When any IO command fails, the ioworker exits immediately. If you want to continue running ioworker when any IO command fails, you need to specify this parameter exit_on_error to False.

def test_ioworker_exit_on_error(nvme0n1):
    nvme0n1.ioworker(exit_on_error=True,
                     time=5).start().close()

verify_disable

verify_disable turns off data-integrity checking for the affected operation(s), bypassing CRC/pattern validation to remove host-side overhead during pure performance runs. Default: False (verification is enabled if globally turned on).

def test_perf_unverified_ioworker(nvme0n1):
    a = nvme0n1.ioworker(
        io_size=8,               # 4 KiB if 1 LBA = 512 B
        lba_align=8,
        lba_random=True,
        qdepth=127,
        verify_disable=True,     # <-- disable verify for this worker
        time=10
    ).start()
    r = a.close()
    logging.info(r)

cpu_id

The cpu_id parameter in ioworker is designed to distribute the workload across different CPU cores. To achieve optimal performance and latency, it is assumed that each ioworker utilizes 100% of a single CPU core’s resources. However, in practice, multiple ioworkers may sometimes be allocated to the same CPU core. When this happens, the combined performance of these ioworkers is nearly the same as that of a single ioworker. This outcome is not desirable when using multiple ioworkers, so the cpu_id parameter is used to enforce the allocation of different ioworkers to separate CPU cores.

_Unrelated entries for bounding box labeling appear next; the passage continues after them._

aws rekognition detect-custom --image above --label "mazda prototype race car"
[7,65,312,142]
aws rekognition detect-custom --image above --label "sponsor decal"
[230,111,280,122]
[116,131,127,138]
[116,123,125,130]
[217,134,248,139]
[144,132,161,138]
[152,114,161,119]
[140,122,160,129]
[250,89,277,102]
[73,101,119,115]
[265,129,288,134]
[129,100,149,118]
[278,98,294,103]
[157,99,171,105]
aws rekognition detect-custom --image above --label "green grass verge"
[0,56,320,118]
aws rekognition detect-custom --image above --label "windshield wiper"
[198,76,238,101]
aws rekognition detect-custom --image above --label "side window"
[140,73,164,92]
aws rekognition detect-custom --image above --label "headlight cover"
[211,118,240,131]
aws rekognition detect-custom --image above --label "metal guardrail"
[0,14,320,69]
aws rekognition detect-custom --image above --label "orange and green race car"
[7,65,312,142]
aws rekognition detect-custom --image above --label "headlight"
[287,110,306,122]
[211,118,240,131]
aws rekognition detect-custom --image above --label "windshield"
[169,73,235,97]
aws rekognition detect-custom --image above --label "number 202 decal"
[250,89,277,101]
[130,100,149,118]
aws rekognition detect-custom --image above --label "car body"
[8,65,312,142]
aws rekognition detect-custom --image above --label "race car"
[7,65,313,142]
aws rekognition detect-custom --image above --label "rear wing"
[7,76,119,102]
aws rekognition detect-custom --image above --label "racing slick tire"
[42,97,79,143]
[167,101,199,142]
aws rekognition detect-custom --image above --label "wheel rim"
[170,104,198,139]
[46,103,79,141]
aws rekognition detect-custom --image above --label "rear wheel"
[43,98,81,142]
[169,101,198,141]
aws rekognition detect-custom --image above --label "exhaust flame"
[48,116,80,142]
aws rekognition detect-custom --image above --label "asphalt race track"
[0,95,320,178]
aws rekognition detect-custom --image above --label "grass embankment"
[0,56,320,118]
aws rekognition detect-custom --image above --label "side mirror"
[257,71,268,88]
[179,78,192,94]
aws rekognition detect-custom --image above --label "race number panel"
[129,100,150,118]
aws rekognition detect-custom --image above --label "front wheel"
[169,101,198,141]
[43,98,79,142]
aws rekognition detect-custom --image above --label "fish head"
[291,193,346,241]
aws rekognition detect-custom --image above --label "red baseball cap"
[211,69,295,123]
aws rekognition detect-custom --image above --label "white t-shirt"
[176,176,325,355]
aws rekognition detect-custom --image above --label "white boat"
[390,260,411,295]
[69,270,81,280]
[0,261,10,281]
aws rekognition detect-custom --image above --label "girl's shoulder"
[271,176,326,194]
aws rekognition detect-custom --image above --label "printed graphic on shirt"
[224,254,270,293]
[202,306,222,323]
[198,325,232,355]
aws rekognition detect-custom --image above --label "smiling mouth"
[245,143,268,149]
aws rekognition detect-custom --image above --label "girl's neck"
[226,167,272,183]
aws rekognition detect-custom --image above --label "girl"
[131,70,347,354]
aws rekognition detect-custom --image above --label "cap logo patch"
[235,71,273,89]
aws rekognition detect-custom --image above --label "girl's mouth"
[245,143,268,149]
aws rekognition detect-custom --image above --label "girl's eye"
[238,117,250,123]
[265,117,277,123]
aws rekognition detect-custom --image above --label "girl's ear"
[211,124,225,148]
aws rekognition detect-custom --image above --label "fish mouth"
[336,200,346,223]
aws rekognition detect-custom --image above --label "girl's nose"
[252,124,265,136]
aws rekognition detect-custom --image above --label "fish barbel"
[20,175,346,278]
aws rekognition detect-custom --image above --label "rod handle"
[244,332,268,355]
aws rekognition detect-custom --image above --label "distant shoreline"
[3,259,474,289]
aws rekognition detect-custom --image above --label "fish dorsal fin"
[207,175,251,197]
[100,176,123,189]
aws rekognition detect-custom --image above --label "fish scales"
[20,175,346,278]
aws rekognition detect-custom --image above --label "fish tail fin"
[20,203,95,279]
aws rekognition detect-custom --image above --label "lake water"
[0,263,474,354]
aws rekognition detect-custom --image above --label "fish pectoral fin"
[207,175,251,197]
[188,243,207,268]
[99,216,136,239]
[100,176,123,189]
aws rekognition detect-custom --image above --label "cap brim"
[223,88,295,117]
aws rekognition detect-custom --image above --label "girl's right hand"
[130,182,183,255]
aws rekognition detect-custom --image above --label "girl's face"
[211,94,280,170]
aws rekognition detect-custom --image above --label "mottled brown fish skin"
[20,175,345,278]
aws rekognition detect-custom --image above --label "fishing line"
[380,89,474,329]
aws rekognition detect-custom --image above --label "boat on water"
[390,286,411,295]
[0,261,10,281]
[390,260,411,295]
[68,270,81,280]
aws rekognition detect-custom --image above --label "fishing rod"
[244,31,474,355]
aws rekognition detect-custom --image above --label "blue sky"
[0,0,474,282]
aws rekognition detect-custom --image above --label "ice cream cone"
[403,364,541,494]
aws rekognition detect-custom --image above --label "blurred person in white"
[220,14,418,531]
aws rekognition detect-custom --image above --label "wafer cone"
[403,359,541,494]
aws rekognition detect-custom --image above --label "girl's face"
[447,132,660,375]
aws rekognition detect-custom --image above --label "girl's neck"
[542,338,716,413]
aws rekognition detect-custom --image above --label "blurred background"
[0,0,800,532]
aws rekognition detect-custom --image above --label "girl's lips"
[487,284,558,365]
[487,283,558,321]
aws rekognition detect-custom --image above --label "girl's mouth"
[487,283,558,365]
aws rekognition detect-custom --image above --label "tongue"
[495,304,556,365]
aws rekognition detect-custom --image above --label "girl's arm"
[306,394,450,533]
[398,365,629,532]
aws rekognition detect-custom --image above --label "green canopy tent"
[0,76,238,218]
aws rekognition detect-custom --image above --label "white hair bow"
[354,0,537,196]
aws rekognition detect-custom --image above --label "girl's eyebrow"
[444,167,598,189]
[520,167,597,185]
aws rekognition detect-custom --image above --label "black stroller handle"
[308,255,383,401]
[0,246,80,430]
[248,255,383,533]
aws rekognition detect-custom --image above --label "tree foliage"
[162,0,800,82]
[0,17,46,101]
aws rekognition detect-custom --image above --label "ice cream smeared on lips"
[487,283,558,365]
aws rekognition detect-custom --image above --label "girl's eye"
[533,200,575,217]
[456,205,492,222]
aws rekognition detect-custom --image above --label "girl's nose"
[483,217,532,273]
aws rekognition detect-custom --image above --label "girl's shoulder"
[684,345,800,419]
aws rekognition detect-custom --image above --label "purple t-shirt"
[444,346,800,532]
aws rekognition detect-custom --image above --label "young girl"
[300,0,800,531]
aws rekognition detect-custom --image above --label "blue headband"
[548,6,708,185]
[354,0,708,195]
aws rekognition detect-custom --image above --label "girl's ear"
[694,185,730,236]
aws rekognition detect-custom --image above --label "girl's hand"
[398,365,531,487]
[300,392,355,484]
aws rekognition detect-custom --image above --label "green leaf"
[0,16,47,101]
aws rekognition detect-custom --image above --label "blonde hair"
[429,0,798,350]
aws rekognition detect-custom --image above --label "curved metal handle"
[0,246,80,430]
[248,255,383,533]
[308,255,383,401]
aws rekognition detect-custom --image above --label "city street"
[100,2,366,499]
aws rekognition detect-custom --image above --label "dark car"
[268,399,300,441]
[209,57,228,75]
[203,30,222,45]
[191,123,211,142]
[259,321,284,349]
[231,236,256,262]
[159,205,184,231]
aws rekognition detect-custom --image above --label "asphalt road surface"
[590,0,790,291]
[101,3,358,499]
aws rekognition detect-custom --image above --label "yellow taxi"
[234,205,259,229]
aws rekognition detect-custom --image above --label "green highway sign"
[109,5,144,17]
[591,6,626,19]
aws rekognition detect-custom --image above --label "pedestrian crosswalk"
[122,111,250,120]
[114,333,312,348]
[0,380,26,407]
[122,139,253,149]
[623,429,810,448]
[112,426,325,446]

For example, in a 4K random read performance test, one ioworker can achieve 1M IOPS, and two ioworkers can achieve 2M IOPS. However, if they are accidentally allocated to the same CPU core, the two ioworkers still only achieve 1M IOPS. By using the cpu_id parameter, we can avoid this situation and ensure that each ioworker is assigned to a different CPU core, thus achieving the expected performance increase.

def test_performance(nvme0, nvme0n1):
    qcount = 1
    iok = 4
    qdepth = 128
    random = True
    readp = 100
    iosize = iok*1024//nvme0n1.sector_size

    l = []
    for i in range(qcount):
        a = nvme0n1.ioworker(io_size=iosize,
                             lba_align=iosize,
                             lba_random=random,
                             cpu_id=i+1,
                             qdepth=qdepth-1,
                             read_percentage=readp,
                             time=10).start()
        l.append(a)

    io_total = 0
    for a in l:
        r = a.close()
        logging.debug(r)
        io_total += (r.io_count_read+r.io_count_nonread)

    logging.info("Q %d IOPS: %.3fK, %dMB/s" % (qcount, io_total/10000, io_total/10000*iok))

1.2 Output Parameters

output_io_per_second

Save the number of IOs per second in the form of a list. Default value: None, no data is collected. Below is an example of collecting IOPS per second in a io_per_second list.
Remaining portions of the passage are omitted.